Angeführte Entscheidungen:
-
Anführungen in anderen Entscheidungen:
-

Sachverhalt und Anträge

I. Die Beschwerde richtet sich gegen die Entscheidung der Prüfungsabteilung, zur Post gegeben am 18. Juli 2016, die europäische Patentanmeldung Nr. 11749177.9 nach Artikel 97 (2) EPÜ zurückzuweisen.

II. Gegen diese Entscheidung hat die Patentanmelderin als Beschwerdeführerin am 14. September 2016 Beschwerde eingelegt und am selben Tag die Beschwerdegebühr entrichtet.

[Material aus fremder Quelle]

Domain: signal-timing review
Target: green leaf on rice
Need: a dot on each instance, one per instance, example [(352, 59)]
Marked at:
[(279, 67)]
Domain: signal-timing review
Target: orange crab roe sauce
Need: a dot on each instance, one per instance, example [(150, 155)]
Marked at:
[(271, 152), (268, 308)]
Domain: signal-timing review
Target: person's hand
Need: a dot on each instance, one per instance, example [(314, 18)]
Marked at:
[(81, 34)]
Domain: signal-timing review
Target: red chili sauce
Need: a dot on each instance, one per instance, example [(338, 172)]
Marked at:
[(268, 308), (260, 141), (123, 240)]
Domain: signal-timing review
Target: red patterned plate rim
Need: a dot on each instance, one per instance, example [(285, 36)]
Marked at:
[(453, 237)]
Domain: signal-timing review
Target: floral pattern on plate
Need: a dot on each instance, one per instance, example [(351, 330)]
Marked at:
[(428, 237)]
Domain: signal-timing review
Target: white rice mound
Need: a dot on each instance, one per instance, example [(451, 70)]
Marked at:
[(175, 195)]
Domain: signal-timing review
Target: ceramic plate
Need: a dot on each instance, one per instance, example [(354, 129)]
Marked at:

Die Beschwerdebegründung wurde am 18. November 2016 eingereicht.

III. Die Prüfungsabteilung war der Auffassung, dass der Gegenstand des am 23. Mai 2016 eingereichten Anspruchs 1 nicht neu ist, so dass die Anmeldung und die Erfindung, die sie zum Gegenstand hat, nicht den Erfordernissen des EPÜ genügen.

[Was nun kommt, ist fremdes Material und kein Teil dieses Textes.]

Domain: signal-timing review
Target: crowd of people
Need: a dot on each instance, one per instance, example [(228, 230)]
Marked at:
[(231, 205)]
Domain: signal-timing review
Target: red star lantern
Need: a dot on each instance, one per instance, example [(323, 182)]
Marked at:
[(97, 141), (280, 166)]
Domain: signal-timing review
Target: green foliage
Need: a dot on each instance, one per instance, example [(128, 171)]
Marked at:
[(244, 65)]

In ihrer Entscheidung hat die Prüfungsabteilung unter anderem die folgende Entgegenhaltung berücksichtigt:

D6: EP 1 256 703 A2

IV. Die Beschwerdeführerin beantragt die Aufhebung der angefochtenen Entscheidung und die Erteilung eines Patents auf Basis der am 23. Mai 2016 vorgelegten Patentansprüche (Hauptantrag), oder die Zurückverweisung der Sache an die Prüfungsabteilung zur erneuten Sachprüfung dieser Patentansprüche (Hilfsantrag).

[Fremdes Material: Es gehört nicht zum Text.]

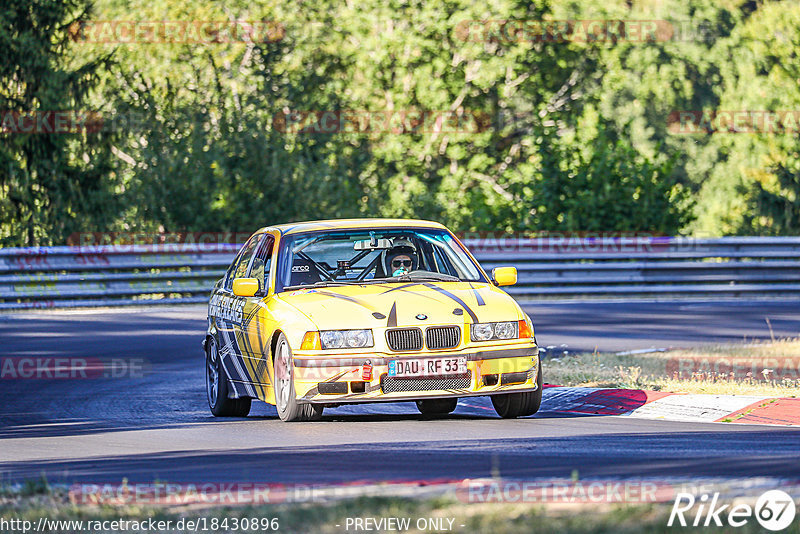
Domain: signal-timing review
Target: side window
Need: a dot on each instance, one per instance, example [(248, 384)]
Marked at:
[(239, 267), (262, 263)]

V. Der unabhängige Anspruch 1 hat folgenden Wortlaut:

"Verfahren zur Herstellung und Montage eines toleranzbereinigten Aktuators (1) an einer Ladeeinrichtung (6), insbesondere für einen Abgasturbolader eines Kraftfahrzeugs, wobei der Aktuator (1) eine Regelbauteilgruppe (4), umfassend eine Regelstange (2) und ein an die Regelstange (2) anbindbares Anbindungselement (3), aufweist, bei dem

a) der zu toleranzbereinigende Aktuator (1) in eine vordefinierte Stellung gebracht wird, insbesondere mittels eines definierten Signals,

b) durch relatives Verschieben des Anbindungselementes (3) zur Regelstange (2) eine vorbestimmte Gesamtlänge (L) der Regelbauteilgruppe (4) eingestellt wird,

c) zur Toleranzbereinigung des Aktuators (1) das Anbindungselement (3) mit der Regelstange (2) fest verbunden wird,

d) der auf die vorbestimmte Gesamtlänge (L) toleranzbereinigte Aktuator (1) relativ zu der Ladeeinrichtung (6) positioniert und fixiert wird,

e) eine variable Turbinengeometrie oder ein Wastegateventil der Ladeeinrichtung (6) in eine vordefinierte Stellung gebracht wird,

f) der in den Schritten a) bis c) toleranzbereinigte Aktuator (1) in eine vordefinierte Stellung gebracht wird,

g) und anschließend ein an eine Regelbauteilgruppe (4) des toleranzbereinigten Aktuators (1) rotationsbeweglich angebundener Stellhebel (10) mit einem Betätigungselement (17) der variablen Turbinengeometrie oder des Wastegateventils rotationsstarr verbunden wird."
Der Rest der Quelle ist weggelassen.